I am so glad there were no DVD players 2000 years ago. Nor cameras, nor anything that could record the event as it happened. I'm not a great one for recording of weddings etc. I think that dulls the very essence of the memory and lessens those intense happenings your mind fixes on to that make it unique and significant for you. When you watch back an intense and transformational moment as literal history like a video of a wedding or a pilgrimage or even just a holiday, the poetry is lost. It just becomes a wysiwyg moment (what you see is what you get). But that isn't faith. That isn't memory. Remembering puts things together that weren't necessarily together originally, it speaks into and out of things that led up to the experience, that helps enrich the experience in your soul rather than in your photograph album, and it helps reflect and embody the experience.

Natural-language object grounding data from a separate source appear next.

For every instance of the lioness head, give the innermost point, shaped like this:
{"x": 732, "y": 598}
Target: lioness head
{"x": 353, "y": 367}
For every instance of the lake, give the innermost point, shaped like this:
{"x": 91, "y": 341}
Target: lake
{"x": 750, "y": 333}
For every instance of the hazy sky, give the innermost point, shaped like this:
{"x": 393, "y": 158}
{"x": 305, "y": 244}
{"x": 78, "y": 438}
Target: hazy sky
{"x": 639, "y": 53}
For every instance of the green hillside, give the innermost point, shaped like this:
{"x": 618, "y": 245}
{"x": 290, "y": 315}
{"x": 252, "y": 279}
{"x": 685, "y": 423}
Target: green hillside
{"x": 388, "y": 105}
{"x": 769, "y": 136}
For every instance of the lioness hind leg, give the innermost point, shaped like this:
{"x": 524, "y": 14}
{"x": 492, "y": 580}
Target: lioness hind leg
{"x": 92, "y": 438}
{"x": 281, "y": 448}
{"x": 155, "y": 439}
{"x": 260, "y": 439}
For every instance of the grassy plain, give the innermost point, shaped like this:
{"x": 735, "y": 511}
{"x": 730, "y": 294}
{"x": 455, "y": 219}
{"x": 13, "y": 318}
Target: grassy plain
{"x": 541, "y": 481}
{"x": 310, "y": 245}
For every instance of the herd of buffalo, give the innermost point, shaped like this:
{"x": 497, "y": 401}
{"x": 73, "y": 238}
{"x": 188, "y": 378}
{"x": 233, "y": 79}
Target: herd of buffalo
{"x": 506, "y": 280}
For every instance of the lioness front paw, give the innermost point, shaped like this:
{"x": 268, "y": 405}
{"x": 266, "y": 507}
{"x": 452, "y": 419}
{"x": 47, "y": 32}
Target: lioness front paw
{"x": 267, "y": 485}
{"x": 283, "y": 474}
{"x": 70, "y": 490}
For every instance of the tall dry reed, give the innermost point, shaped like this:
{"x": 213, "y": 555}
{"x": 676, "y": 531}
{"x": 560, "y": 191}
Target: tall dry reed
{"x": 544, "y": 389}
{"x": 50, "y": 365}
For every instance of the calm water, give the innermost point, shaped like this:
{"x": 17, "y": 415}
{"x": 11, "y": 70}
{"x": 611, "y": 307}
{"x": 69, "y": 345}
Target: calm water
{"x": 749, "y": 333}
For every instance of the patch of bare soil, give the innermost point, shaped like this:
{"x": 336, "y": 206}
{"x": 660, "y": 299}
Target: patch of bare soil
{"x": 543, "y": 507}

Memories aren't pictures. They are feelings and emotions and crunches in the soul too. Poetry brings them alive and retelling the experience from memory rather than a photograph makes it real because you can't help yourself but embellish and go off at tangents, and associate it with other experiences and stories. Photos are cold. It's often the insignificant parts that make it real: I remember my wife squeezing my hand so tight during our wedding I couldn't feel my fingers. They were all full of pins and needles when it was finally set free. Camera don't capture that sort of thing. Peter blabbering on, the idea of tents being built, the sudden disappearance of the prophets are what are remembered clearly here. These are memories of the soul.
So perhaps we ought to take this transfiguration story as the remembering of things rather than the recorded action. It speaks into and reflects on and turns into poetry all the other epiphanies and rememberings leading up to this moment rather than one solitary event on the mountain. It's remembered, not recorded and the poetry that is remembering is what makes this such a significant and important story of faith.